Classic novels “Alice in Wonderland” and “Peter Pan” have been translated from words to emoji by designer Joe Hale. Creative Commons
English author Lewis Carroll’s classic novel Alice in Wonderland is well known around the world and has been adapted into an equally popular animated Disney feature film. The book, which falls under the fantasy genre, tells the story of a young girl named Alice, who falls into a rabbit hole and enters a magical alternate world.
If the films and book were not enough for you, know that you can now read Alice in Wonderland in an interesting new medium: emojis. Designer Joe Hale has translated the novel from words to emoji. And in case you were curious, the book has 27,500 words while the emoji lattice, titled Wonderland, features 25,000 emoticons.
“My translation was inspired by the psychedelic atmosphere of Walt Disney’s classic animated film and the memory of happy summer days wandering through the city of London,” Hale told The Huffington Post, further citing that he was inspired by William Burroughs’ writings on hieroglyphics and the Buddhist concept of visualization.
What is the best way to read Hale’s work? The designer recommends reading his work — which he says is “a visual aid to inspire the imagination and think about the magical world of Wonderland” — with Carroll’s original text for the best experience.
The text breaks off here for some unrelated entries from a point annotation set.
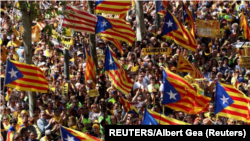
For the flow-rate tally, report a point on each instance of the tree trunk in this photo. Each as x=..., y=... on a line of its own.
x=140, y=27
x=92, y=39
x=27, y=20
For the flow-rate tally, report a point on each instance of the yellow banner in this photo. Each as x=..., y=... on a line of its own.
x=210, y=28
x=156, y=50
x=93, y=93
x=65, y=89
x=244, y=62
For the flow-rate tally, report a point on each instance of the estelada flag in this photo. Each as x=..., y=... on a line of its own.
x=25, y=77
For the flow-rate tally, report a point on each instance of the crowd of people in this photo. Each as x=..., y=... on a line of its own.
x=216, y=58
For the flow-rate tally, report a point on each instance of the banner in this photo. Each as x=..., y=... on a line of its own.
x=210, y=28
x=67, y=42
x=161, y=132
x=65, y=89
x=93, y=93
x=244, y=62
x=156, y=50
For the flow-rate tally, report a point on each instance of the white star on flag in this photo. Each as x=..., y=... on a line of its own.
x=225, y=100
x=111, y=62
x=169, y=23
x=172, y=95
x=12, y=73
x=104, y=23
x=69, y=138
x=184, y=13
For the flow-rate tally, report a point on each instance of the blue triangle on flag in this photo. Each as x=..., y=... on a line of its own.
x=12, y=73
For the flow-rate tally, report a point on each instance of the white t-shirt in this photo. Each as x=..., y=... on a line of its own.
x=138, y=85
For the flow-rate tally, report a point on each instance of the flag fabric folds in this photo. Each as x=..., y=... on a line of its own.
x=245, y=27
x=9, y=92
x=68, y=134
x=90, y=73
x=128, y=107
x=185, y=66
x=10, y=134
x=188, y=18
x=82, y=21
x=115, y=7
x=116, y=73
x=79, y=20
x=174, y=30
x=232, y=103
x=179, y=95
x=153, y=118
x=115, y=28
x=25, y=77
x=161, y=5
x=35, y=33
x=116, y=43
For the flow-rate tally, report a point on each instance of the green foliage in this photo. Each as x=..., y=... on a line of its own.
x=59, y=39
x=64, y=30
x=59, y=12
x=63, y=3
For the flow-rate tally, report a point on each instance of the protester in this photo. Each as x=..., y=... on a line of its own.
x=69, y=101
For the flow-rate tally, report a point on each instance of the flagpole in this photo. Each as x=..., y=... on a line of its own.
x=4, y=82
x=61, y=132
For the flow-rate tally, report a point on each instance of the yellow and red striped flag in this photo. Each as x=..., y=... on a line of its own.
x=79, y=20
x=74, y=135
x=115, y=28
x=115, y=7
x=116, y=43
x=153, y=118
x=128, y=107
x=90, y=73
x=174, y=30
x=10, y=134
x=25, y=77
x=231, y=103
x=245, y=27
x=9, y=92
x=188, y=17
x=180, y=95
x=35, y=33
x=116, y=73
x=41, y=25
x=185, y=66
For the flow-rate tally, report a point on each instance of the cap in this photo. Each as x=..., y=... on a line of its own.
x=154, y=90
x=47, y=132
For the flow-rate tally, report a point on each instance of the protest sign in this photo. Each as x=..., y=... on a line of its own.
x=156, y=50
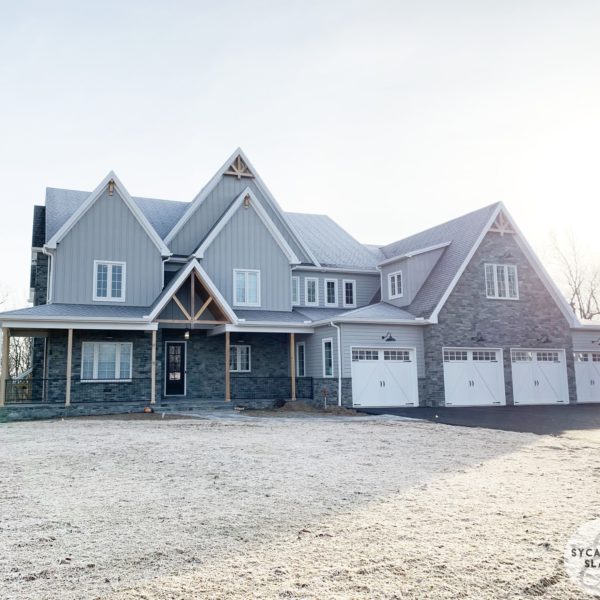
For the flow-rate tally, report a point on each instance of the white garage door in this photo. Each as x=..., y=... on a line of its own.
x=539, y=376
x=384, y=377
x=587, y=373
x=474, y=377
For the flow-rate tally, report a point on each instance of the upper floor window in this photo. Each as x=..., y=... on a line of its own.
x=311, y=291
x=331, y=292
x=501, y=281
x=328, y=357
x=239, y=359
x=246, y=287
x=109, y=281
x=395, y=285
x=103, y=361
x=295, y=291
x=349, y=293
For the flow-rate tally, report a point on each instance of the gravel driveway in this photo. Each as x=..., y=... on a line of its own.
x=288, y=508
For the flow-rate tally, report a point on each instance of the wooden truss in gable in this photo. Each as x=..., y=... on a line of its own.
x=193, y=304
x=502, y=225
x=238, y=168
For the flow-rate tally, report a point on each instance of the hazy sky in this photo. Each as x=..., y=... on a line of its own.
x=388, y=116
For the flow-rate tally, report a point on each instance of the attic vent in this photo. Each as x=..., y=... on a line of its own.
x=502, y=225
x=239, y=169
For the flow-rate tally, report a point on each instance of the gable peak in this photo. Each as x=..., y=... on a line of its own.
x=238, y=168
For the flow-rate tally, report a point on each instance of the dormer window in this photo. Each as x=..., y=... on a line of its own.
x=395, y=285
x=109, y=281
x=501, y=282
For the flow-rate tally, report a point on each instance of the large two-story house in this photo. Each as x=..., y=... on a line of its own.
x=229, y=299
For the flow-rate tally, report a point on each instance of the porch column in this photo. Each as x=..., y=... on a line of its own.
x=153, y=369
x=227, y=373
x=69, y=365
x=293, y=363
x=5, y=366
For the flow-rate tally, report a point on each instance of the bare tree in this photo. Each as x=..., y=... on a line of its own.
x=581, y=279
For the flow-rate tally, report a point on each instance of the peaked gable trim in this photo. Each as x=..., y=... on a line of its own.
x=111, y=180
x=171, y=290
x=209, y=187
x=530, y=255
x=262, y=215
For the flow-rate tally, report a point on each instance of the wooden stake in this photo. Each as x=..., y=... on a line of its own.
x=293, y=363
x=153, y=370
x=5, y=366
x=69, y=366
x=227, y=367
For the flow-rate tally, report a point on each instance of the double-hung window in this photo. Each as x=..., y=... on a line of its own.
x=239, y=359
x=328, y=357
x=349, y=295
x=331, y=292
x=106, y=361
x=246, y=287
x=300, y=359
x=501, y=281
x=395, y=285
x=295, y=291
x=109, y=281
x=311, y=291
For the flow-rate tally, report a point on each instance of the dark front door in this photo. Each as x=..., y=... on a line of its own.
x=175, y=369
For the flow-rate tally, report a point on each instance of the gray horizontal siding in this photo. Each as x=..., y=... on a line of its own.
x=214, y=206
x=370, y=336
x=366, y=286
x=108, y=231
x=415, y=271
x=583, y=340
x=245, y=243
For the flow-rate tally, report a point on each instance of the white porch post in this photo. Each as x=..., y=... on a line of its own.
x=5, y=366
x=69, y=366
x=153, y=369
x=293, y=363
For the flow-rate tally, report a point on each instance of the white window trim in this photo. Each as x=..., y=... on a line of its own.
x=117, y=363
x=246, y=271
x=325, y=341
x=296, y=284
x=298, y=344
x=494, y=266
x=396, y=295
x=237, y=358
x=316, y=302
x=344, y=303
x=110, y=264
x=334, y=281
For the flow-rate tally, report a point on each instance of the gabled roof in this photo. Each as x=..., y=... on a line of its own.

Most recently, Hale has completed the emoji adaptation of J.M. Barrie’s Peter Pan which the emoji author has named Neverland. “Reawaken the enchanting Neverland of Peter Pan with this emoji translation of J.M. Barrie’s classic tale of childhood and imagination,” says Hale’s website. “Barrie’s 47000-word novel has been translated into a text of over 44000 emojis using a style that allows the emoji to be decrypted into a crude version of the original. This project has taken inspiration from Arthur Machen’s aesthetic treatise “Hieroglyphics”, the archetypal theories of Carl Jung and the opening quatrain of William Blake’s “Auguries of Innocence.” Second to the right, and straight on till morning!””
The poster form of both of Hale’s emoji translations — Wonderland and Neverland — are available for purchase on his website for $29.95.